A paralysed woman has become the first person to complete a marathon in a bionic suit.
Claire Lomas finished the London Marathon today, crossing the finishing line 16 days after the race began.
The 32-year-old said she was "over the moon" as she completed the 26.2-mile route, which she started on April 22 with 36,000 other participants.
The former chiropractor was in tears as she became the first person to complete any marathon using a bionic ReWalk suit at 12.50pm today.
Hundreds lined the streets as she made her final steps to complete the race.
Three mounted members of the Household Cavalry gave her a guard of honour as she crossed the finishing line on The Mall.
Jewellery designer Ms Lomas, who was left paralysed from the chest down following a horse-riding accident in 2007, said: "I'm over the moon.

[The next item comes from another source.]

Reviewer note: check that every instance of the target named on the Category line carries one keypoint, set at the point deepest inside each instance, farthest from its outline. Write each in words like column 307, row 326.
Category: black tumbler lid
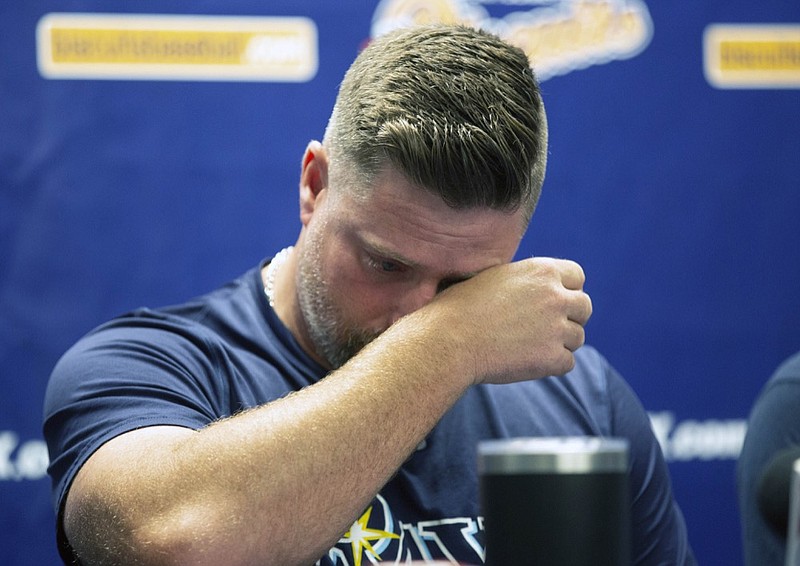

"There were times when I questioned whether I would make it when I was training.
"Once I started, I just took each day as it came and every step got me a step closer."

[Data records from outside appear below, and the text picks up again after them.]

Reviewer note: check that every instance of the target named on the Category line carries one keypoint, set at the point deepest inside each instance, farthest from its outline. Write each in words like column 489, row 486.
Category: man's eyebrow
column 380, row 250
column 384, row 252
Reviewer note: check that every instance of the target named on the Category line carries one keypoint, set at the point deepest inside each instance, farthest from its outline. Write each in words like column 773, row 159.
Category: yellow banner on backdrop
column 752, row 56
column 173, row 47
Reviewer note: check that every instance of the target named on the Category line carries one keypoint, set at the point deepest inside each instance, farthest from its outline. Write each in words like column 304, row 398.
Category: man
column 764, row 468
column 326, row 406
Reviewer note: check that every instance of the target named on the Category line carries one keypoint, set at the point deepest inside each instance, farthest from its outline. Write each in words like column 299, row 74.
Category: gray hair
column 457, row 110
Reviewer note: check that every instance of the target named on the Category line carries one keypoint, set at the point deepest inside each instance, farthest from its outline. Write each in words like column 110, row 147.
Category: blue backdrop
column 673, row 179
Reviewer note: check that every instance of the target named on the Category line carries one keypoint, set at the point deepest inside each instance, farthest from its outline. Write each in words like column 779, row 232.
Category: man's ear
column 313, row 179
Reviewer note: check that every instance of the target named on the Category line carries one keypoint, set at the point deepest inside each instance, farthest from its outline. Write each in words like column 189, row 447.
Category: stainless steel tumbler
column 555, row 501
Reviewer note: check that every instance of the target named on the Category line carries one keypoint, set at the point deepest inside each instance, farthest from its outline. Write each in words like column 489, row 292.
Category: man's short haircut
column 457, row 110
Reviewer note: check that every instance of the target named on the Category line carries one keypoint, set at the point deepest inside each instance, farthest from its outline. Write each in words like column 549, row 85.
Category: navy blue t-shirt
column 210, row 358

A spokeswoman for the mounted regiment said the two riders were there to give Ms Lomas "extra support because she is passionate about horses".
Ms Lomas will not appear in the official results and did not receive a medal when she finished as competitors have to complete the course on the same day to qualify for a medal, organisers said.
But a number of marathon runners decided to donate their own medals to Ms Lomas.
Jacqui Rose, from Southampton who contributed her medal along with an estimated 12 others, said: "She has epitomised what I thought the London Marathon was all about.
"That medal, when you have completed it and gone through all the pain of it, symbolises that achievement of what you have gone out of your way to do for charity.
"For her not to have got one ridicules what the marathon was all about."
Holly Branson, daughter of tycoon Richard - whose company Virgin sponsors the race, was at the finish line waiting to give Ms Lomas the Virgin trophy for endurance. The company hands out the award annually.
She said: "She has done the most amazing job.
"It was so emotional when she crossed that line, tears welled up in my eyes and everyone was cheering."
Ms Lomas, from Eye Kettleby, near Melton Mowbray, Leicestershire, raised more than £86,000 for Spinal Research, a charity which funds medical research around the world to develop reliable treatments for paralysis caused by a broken back or neck.
She said: "When I was in hospital I saw a lot of people with similar injuries to me and a lot worse.
"I have had tremendous support since my accident which I amso grateful for, some don't have that.
"Some people lose the use of their arms as well.
"A cure needs to be found."
She walked about two miles a day, cheered on by husband Dan, her parents and 13-month-old daughter Maisie.
Ms Lomas said she was now going to write a book and "spend some good time with Maisie", adding: "Then I'll think of something else daft to do."
A number of celebrities have also lent their support by walking a mile alongside her, including TV presenter Gabby Logan and husband, former international rugby star Kenny, and TV presenter and adventurer Ben Fogle.
The mother of one broke her neck, back and ribs and punctured a lung when her horse Rolled Oats threw her off as she took part in the Osberton Horse Trials in Nottinghamshire in 2007.
The £43,000 ReWalk suit, designed by Israeli entrepreneur Amit Goffer, enables people with lower-limb paralysis to stand, walk and climb stairs through motion sensors and an onboard computer system.
A shift in the wearer's balance, indicating their desire to take, for example, a step forward, triggers the suit to mimic the response that the joints would have if they were not paralysed.